Thermoelectric Power of Dilute Copper Alloys. II

Abstract

The work of Blatt and Kropschot was extended to dilute CuAg and CuAu alloys; simultaneous measurements of the thermopower and thermal conductivity were made on CuSn alloys. The decomposition of the absolute thermopower of copper into diffusion $S_d$ and phonon drag $S_g$ contributions proposed by Blatt and Kropschot was verified. It is based on the observed quenching of $S_g$ by large-mass solutes due to anisobaric phonon scattering. It was found that $S_g$ is completely suppressed by approximately 1 at.% of Ag or Sn and by 0.4 at.% of Au. In the temperature region ($T\simeq 60°$K) where anisobaric scattering is important in limiting the lattice conduction ${\kappa }_g$, it was observed that ${\kappa }_g$ is reduced considerably less than $S_g$. It is suggested that this is due to the characteristic dispersion of phonons of large wave vector.
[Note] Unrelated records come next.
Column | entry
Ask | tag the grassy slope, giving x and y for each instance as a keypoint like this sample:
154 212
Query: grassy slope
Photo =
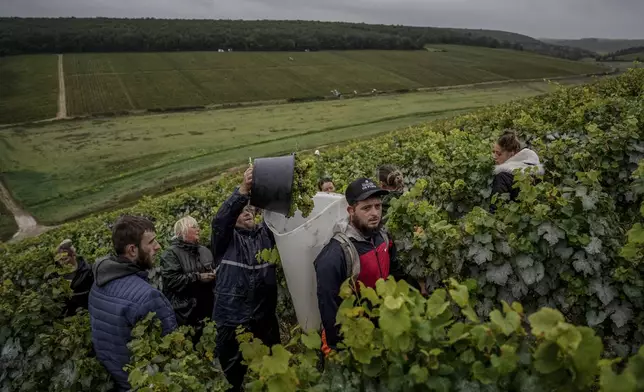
66 169
599 45
28 88
113 82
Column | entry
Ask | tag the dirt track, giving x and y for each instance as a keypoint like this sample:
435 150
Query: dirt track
62 98
27 225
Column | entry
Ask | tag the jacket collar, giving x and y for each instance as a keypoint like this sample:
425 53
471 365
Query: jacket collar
194 248
110 268
524 159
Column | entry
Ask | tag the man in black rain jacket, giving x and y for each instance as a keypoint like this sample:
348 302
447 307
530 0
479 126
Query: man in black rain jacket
245 288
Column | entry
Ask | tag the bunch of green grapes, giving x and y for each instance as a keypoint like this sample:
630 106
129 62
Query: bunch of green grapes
304 187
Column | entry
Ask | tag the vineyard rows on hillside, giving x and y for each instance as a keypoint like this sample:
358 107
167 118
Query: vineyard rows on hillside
118 83
573 242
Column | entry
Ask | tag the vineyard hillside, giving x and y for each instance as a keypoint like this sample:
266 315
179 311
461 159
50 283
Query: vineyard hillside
597 45
570 249
112 83
69 169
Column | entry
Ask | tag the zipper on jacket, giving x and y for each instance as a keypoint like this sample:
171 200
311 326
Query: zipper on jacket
375 249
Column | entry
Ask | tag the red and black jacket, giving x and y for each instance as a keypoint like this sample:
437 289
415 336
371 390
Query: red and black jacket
377 260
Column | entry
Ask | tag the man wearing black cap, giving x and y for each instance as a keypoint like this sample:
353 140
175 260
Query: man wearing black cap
363 251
At low temperatures, where the Debye model holds, comparison of $S_g$ and $S_d$ with specific-heat data leads to the conclusion that the umklapp contribution ${S_g}^U$ is 25% larger in magnitude than the normal contribution ${S_g}^N$. This is in agreement with estimates by Ziman of the relative importance of normal and umklapp processes in copper.